Slavery in the Trucial States

Slave market 1907
The Pearl Fishery in the Persian Gulf - The Graphic 1881. At the time, the pearl industry was dominated by African slave labor.
Pearl divers in the Persian Gulf. At the time, the pearl industry was dominated by slave labor.
Oil field 1932. The British Foreign Office unsuccessfully asked the Iraq Petroleum Company not to use slave labor in the Gulf.

Chattel slavery existed in the Trucial States (1892–1971), which later formed the United Arab Emirates. The Trucial States consisted of the Sheikdoms Dubai, Abu Dhabi, Sharjah, Ajman, Umm Al Quwain, Fujairah, and Ras Al Khaimah. The region was mainly supplied with enslaved people from the Indian Ocean slave trade, but humans were also trafficked to the area from Hejaz, Oman and Persia. Slaves were used in the famous pearl fish industry and later in the oil industry, as well as sex slaves and domestic servants. Many members of the Afro-Arabian minority are descendants of the former slaves.

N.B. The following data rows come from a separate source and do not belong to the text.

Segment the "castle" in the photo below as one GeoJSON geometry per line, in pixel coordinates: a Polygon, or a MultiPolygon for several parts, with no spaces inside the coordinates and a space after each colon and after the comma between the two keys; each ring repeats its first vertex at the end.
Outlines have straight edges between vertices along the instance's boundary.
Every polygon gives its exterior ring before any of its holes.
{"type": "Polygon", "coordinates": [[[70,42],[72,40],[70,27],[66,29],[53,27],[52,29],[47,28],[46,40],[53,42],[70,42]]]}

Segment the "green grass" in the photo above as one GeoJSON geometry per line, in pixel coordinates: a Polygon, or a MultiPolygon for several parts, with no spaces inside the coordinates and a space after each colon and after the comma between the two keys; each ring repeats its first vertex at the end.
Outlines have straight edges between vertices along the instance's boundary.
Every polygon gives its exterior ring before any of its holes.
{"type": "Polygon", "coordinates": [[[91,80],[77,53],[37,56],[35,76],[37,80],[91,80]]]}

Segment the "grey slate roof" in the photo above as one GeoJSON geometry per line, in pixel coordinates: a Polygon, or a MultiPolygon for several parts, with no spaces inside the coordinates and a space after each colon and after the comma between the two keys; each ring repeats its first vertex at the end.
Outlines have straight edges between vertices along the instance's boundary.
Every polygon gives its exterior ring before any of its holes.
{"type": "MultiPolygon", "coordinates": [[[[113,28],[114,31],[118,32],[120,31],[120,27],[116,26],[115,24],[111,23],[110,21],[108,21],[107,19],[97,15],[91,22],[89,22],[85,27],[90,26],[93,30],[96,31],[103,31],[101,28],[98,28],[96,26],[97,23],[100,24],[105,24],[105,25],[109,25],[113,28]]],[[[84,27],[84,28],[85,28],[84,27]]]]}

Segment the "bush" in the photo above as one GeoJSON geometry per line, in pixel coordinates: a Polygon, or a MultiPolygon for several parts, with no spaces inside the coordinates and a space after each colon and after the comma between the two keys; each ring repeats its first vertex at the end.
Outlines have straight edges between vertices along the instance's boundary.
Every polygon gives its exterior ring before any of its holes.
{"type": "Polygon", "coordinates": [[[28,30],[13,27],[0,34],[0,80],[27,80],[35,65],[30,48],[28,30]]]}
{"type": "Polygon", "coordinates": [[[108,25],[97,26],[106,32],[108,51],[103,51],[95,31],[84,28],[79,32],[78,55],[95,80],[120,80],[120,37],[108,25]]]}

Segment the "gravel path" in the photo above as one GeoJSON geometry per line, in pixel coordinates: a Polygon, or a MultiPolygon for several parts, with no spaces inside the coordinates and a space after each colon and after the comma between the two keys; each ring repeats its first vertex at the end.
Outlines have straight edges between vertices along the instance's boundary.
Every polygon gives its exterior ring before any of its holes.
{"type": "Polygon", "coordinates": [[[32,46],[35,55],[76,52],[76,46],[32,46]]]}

The year that the Trucial States officially abolished slavery is unclear. Some say that bondage was officially outlawed in 1963, when the Trucial rulers signed an agreement decreeing the abolition of slavery. Others say that it was in 1971, when the Trucial States joined the UN as the United Arab Emirates and accepted the UN's Conventions against slavery. However, the legislation around slavery remained unclear because the 1963 decree was never actually issued, and the UN law of 1971 was not obligatory.[1] Slavery of people from Africa and East Asia was succeeded by the modern Kafala system of poor workers from the same region were slaves had previously been imported.